The bright, strong blue color in Heraldry is known in English as azure, and similarly in other European languages – azul in Spanish, azurro in Italian and azur in French. The word has its roots in the Arabic word lazura, also the source of the name of the precious stone lapis lazuli 7. Despite this, those heralds who liked to associate colours with jewels chose instead to describe blue as Sapphire. According to Wade, the use of this colour symbolises “Loyalty and Truth” 8.
In the mediaeval period there was no real percieved difference between real and mythical animals, after all, much of the world remained unknown and who was to say what strange and magical creatures existed in distant lands? Nevertheless, real animals 9 are perhaps one of the most common sights on coats of arms, especially animals of European origin. The horse Is a typical example of these.
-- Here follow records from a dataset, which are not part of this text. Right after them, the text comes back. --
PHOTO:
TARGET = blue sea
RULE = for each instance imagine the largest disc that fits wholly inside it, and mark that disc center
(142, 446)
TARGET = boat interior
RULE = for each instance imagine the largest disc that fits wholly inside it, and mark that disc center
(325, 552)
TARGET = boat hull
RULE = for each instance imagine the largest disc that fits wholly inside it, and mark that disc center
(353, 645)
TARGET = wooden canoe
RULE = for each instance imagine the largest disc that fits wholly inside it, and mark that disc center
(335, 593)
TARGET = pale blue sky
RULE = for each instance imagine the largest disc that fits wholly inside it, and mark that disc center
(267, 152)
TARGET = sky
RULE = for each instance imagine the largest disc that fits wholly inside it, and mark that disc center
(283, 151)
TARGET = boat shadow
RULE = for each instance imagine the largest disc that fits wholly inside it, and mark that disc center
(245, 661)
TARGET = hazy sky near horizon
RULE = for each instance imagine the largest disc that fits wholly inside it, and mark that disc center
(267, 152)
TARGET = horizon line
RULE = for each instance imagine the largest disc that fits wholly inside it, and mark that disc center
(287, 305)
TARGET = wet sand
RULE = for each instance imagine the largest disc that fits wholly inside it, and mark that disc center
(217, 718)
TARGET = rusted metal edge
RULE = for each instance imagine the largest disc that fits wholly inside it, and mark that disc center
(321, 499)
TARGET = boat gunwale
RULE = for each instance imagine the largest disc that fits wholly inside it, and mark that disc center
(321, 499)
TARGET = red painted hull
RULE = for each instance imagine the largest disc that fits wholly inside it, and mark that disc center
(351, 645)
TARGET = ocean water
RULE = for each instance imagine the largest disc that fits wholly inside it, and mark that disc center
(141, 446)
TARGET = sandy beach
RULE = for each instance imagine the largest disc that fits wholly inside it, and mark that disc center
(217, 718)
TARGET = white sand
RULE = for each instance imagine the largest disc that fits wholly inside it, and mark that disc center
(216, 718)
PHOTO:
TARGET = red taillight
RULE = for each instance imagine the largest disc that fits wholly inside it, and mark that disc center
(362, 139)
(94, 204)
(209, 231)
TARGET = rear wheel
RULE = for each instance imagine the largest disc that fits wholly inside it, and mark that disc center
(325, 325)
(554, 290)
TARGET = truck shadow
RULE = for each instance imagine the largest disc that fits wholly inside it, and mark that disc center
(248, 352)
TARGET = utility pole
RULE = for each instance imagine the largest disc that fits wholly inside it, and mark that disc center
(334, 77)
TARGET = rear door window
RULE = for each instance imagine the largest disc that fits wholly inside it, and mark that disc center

No other symbol appearing in heraldry is subject to as much variation as the cross 10. Mediaeval Europe was a deeply religious and Christian and many of the nobility wanted to show their devotion by adopting the symbol of the cross as part of the arms. In its basic form, the cross is created from two broad bands of colour at right angles covering the whole extent of the shield. It has been subject to all manner of embellishment, and the interested reader is referred to the references, especially Parker’s Heraldic dictionary for many examples of these. 11 12 13 Suffice it to say that any armiger would be proud to have such an important device as part of their arms.
Water in heraldry is usually represented as a set of horizontal bars in wavy lines, alternately blue and white – barry wavy azure and argent.